A slow smile forms on his face.

„You see, I met the future today. His name is Joe Garbage. A pseudonym, I presume. He pulled a thumbtack out of his own skull and tried to hand it to me like a little flower. THAT is who fills these tournaments. Men who do not feel pain. Men who do not fear death. And every single one of them believes that makes him dangerous.“

He shakes his head slowly. „It makes them predictable. A man who is not afraid to die will always, always run straight at the fire. And all I have to do, muchachos, is never be standing where the fire lands.“

He picks the hubcap back up, absently, because he cannot help himself.

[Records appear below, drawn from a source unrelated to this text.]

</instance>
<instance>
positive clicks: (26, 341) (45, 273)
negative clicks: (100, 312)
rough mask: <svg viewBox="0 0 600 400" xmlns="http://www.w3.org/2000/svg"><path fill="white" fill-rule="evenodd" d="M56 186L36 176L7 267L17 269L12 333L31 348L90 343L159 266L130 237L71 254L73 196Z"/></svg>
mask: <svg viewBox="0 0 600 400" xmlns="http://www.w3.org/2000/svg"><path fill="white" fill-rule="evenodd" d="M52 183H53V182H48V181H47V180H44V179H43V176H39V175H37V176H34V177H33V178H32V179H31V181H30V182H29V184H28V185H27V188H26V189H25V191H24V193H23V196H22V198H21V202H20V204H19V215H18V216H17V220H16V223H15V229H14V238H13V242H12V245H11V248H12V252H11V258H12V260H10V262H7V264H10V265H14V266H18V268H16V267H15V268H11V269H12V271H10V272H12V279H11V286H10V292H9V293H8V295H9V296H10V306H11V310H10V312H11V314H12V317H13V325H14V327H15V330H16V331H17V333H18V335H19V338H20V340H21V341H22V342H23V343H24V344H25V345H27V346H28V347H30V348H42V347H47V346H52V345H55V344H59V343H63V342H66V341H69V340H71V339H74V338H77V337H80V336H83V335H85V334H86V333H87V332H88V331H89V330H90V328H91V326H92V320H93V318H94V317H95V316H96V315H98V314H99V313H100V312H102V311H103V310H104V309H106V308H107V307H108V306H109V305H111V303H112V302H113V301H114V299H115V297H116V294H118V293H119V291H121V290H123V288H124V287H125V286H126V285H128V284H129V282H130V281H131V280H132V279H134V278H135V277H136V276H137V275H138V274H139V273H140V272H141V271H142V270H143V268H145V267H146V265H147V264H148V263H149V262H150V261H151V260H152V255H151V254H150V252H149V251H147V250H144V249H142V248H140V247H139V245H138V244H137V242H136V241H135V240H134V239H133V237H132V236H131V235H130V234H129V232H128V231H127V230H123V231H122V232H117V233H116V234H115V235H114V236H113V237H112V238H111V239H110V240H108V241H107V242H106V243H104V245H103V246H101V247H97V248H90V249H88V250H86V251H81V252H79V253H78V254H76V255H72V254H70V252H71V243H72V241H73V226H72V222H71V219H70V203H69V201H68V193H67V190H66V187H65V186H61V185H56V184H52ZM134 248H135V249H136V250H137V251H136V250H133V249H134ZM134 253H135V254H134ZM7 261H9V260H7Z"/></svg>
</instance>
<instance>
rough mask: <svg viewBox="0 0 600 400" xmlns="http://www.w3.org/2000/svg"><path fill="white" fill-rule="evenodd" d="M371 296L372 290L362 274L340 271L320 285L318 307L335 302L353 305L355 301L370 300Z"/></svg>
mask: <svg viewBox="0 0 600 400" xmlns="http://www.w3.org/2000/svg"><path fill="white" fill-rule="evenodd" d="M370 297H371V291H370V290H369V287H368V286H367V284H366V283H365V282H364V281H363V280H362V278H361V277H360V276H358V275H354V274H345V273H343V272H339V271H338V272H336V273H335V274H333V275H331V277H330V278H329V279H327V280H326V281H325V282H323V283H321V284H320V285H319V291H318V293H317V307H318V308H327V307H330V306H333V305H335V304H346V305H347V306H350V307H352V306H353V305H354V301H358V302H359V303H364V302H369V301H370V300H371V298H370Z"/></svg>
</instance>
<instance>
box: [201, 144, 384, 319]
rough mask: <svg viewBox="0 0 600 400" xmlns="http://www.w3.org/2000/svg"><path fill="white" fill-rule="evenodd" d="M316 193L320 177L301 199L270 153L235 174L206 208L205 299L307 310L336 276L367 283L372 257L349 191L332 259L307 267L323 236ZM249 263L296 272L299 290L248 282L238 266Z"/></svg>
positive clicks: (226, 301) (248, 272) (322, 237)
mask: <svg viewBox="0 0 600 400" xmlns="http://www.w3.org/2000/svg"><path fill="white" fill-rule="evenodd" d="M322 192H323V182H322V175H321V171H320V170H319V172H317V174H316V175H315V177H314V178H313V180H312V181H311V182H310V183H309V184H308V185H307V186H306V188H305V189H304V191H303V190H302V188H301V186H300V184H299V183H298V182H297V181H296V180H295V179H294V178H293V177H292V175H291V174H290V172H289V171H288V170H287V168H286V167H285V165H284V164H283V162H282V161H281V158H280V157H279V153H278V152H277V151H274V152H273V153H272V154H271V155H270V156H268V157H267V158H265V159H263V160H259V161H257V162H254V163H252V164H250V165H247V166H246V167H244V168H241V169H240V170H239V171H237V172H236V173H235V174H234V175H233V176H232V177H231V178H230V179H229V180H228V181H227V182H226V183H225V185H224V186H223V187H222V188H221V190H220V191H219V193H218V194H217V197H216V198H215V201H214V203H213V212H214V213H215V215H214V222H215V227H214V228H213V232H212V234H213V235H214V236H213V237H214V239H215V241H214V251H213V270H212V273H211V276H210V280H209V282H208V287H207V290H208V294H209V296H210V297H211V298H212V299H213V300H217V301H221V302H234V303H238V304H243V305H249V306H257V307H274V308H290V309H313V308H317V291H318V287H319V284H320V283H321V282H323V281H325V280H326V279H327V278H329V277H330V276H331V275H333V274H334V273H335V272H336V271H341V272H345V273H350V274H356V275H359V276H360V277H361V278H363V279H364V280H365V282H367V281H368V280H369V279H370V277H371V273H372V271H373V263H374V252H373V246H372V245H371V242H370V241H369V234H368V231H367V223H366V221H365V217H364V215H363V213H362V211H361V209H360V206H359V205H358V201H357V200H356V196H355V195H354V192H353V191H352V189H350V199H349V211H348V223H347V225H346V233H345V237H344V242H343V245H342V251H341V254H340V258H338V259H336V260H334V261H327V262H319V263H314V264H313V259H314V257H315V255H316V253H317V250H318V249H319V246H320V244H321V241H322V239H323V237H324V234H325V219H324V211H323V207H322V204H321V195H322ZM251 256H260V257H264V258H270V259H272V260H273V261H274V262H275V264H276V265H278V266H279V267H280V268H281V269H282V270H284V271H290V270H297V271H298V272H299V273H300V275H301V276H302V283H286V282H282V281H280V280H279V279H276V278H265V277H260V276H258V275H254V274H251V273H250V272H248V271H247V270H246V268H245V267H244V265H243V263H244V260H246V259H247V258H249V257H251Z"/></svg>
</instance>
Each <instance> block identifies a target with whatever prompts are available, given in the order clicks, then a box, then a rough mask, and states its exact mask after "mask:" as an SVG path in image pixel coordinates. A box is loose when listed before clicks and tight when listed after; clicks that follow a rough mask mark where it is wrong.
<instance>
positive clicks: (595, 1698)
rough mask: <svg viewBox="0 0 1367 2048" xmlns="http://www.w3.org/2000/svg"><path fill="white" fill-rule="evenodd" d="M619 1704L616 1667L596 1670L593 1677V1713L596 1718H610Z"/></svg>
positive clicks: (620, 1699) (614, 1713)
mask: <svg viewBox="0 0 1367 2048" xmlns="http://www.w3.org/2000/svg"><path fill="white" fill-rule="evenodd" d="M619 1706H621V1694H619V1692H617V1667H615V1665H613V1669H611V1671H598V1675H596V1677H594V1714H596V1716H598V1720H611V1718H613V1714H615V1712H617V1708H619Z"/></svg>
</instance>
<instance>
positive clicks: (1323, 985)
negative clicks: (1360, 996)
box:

„A tournament is just the seeding match again, only longer. More rounds. More chances for the tough guys to get carried out on a stretcher. Every one of them has to win deathmatch after deathmatch to lift that trophy. They have to survive the fire three times. And me? I only have to be the last man still standing at the end of each one. And I am very, very good at still standing, because I am never in the part of the room where people fall down.“

„But do not misunderstand me, muchachos. I am not just going to survive,“ he raises a finger for a second, making his point. „A genius does not leave his masterpiece to luck. In a deathmatch, they hand you a room full of weapons and they expect you to trade with me, blow for blow, tough guy for tough guy. I do not trade. I make the whole match happen on my terms. I stall. I run. I hide under the ring until my opponent gets so frustrated, so desperate to hurt me, that he starts making mistakes. He reaches for the big weapon too early. He climbs too high. He swings so hard that when he misses, and he will miss, he does all my work for me,“ he taps on his chest.

„Every deathmatch animal has the same flaw, amigos. They want the violence so badly they cannot be patient enough to earn it. So I let them tire themselves out swinging at air, and when they are spent, and bleeding, and slow? THAT is when Dirty Dragón goes to work. A little something for the eyes. A loaded elbow. Goodnight,“ he blows a kiss.

„And I have read the rules, of course. I always read the rules. Eight men. Three rounds. First round, semifinal, final. Every one of them looks at that bracket and sees three deathmatches they have to win. Three wars. Three chances to lose an eye or a vital organ. I look at that same bracket and I see three opponents who are going to beat themselves, if I am only patient enough to let them. Because in a tournament like this, the smart man does not have to be the best in the building. He just has to be the one still standing at the end, with all of his blood still on the inside.“

He stands.

„So pull your tacks. Bring your barbed wire, light tubes, legos, whatever you have. Prove how tough you are, round after round after round, until there is nobody left in that whole bracket but a pile of brave, broken bodies, and one masked man who never took a single scratch, holding the only trophy that was ever going to matter.“

He taps the side of his head. „Brains, muchachos, not scars, win titles and tournaments. I’ll prove that once again.“

He looks down at the hubcap in his hand, then back at the camera, and does not put it down.

„They call it the King of the Deathmatch,“ he says and the smile turns cold. „But nobody ever said the king has to bleed for his crown. Eight men walk in. Seven get carried out. And the one still standing at the end, the one without a single mark on him? That is your king, muchachos.“ He turns to leave. „The last one clean.“

He walks off, hubcap on his shoulder, and the scene cuts to black.